Bad Homburg: Entlastung im Pendler- und Berufsverkehr

Mittmann ergänzt: "Die Ober-Erlenbacher Südumgehung und der Ostring bei Ober-Eschbach sind während des Berufsverkehrs bereits jetzt völlig überlastet. Angesichts der Bebauung am Hühnerstein ist es höchste Zeit, die Pendler auch auf anderen Strecken zum Schienenverkehr zu führen und die Straßen zu entlasten." "Eine bessere Verbindung nach Friedrichsdorf ist nicht nur für die Schüler der Philipp-Reis-Schule relevant. Mit einem Anschluss an Friedrichsdorf und Nieder-Eschbach wäre Ober-Erlenbach per Bus endlich mit allen Nachbarorten verbunden. Das ist die Mobilität der Zukunft!"

Bus nach Bad Homburg: Auch Friedrichsdorf ist an RMV-Ausbau  interessiert

Das sieht Horst Burghardt für seine Stadt ähnlich "Eine Anbindung an die U-Bahn ist für Friedrichsdorfer, die in den Frankfurter Norden wollen, schon optimal." Und die soll lieber heute als morgen kommen. "Bis zur Verlängerung der U 2 zum Homburger Bahnhof wollen wir nicht warten", erklärte der Rathauschef der Hugenottenstadt.

Zu Details zu einer möglichen Linienführung wollte er sich noch nicht äußern. Allerdings wäre eines der Ziele, Seulberg besser durch den ÖPNV zu erschließen. "Außerdem wäre es für die Ober-Erlenbacher auch gut, eine Verbindung zum Bahnhof Friedrichsdorf zu haben." Eine Trassierung zugunsten der PRS sei bislang noch nicht geplant. "Zumindest haben wir noch nicht darüber gesprochen - wobei wir den Schülerverkehr ausgelagert haben."

Dass sich die Hugenottenstadt an der Linie finanziell beteiligen würde, steht für Burghardt außer Frage. "Wir sind da mit im Boot - geschenkt wird einem nichts."

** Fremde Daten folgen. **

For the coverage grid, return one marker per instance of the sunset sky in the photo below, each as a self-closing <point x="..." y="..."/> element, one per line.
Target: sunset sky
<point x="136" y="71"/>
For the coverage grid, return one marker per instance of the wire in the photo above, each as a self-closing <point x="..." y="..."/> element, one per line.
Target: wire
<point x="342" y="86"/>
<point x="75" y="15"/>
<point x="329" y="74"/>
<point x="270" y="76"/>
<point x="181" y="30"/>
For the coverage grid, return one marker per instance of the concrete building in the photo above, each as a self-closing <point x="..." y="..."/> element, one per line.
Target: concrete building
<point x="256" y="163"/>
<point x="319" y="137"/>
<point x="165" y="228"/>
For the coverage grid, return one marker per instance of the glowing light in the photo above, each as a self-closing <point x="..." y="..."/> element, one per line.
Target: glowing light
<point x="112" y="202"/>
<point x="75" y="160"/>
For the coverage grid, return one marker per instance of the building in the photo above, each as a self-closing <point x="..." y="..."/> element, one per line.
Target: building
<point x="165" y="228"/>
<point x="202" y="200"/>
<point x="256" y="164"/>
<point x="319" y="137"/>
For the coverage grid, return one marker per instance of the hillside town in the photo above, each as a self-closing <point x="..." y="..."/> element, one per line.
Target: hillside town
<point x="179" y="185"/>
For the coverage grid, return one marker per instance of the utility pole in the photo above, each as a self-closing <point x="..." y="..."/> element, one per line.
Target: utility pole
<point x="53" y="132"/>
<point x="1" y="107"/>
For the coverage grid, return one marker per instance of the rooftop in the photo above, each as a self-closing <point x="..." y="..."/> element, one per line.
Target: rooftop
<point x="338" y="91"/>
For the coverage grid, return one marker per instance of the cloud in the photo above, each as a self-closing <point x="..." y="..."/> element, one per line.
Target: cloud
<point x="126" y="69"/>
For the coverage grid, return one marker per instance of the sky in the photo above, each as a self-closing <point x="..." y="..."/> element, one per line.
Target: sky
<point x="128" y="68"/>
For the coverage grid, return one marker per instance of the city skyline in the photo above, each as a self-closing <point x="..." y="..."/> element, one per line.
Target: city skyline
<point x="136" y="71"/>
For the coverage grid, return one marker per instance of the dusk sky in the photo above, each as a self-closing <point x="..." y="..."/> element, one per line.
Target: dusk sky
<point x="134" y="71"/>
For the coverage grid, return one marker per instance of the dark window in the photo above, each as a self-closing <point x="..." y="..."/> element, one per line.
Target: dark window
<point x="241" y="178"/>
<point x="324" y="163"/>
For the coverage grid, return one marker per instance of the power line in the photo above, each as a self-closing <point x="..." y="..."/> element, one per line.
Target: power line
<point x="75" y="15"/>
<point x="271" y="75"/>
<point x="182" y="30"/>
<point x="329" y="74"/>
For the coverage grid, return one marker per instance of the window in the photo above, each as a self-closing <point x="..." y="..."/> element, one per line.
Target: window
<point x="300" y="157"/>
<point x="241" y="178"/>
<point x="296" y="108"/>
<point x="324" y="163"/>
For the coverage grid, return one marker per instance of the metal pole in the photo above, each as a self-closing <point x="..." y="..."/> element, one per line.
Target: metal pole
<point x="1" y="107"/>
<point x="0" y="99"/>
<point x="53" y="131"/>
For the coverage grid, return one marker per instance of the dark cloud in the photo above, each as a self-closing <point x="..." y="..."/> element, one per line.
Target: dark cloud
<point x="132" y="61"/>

Bisher keine offizielle Äußerung aus Frankfurt 

Vom dritten möglichen Partner, der Stadt Frankfurt, gab es gestern noch keine offizielle Einschätzung. Man wolle zunächst auf das Ergebnis der parlamentarischen Initiative warten. Allerdings, so war aus dem Umfeld des zuständigen Dezernates zu erfahren, freue man sich bereits auf Post aus der Kurstadt.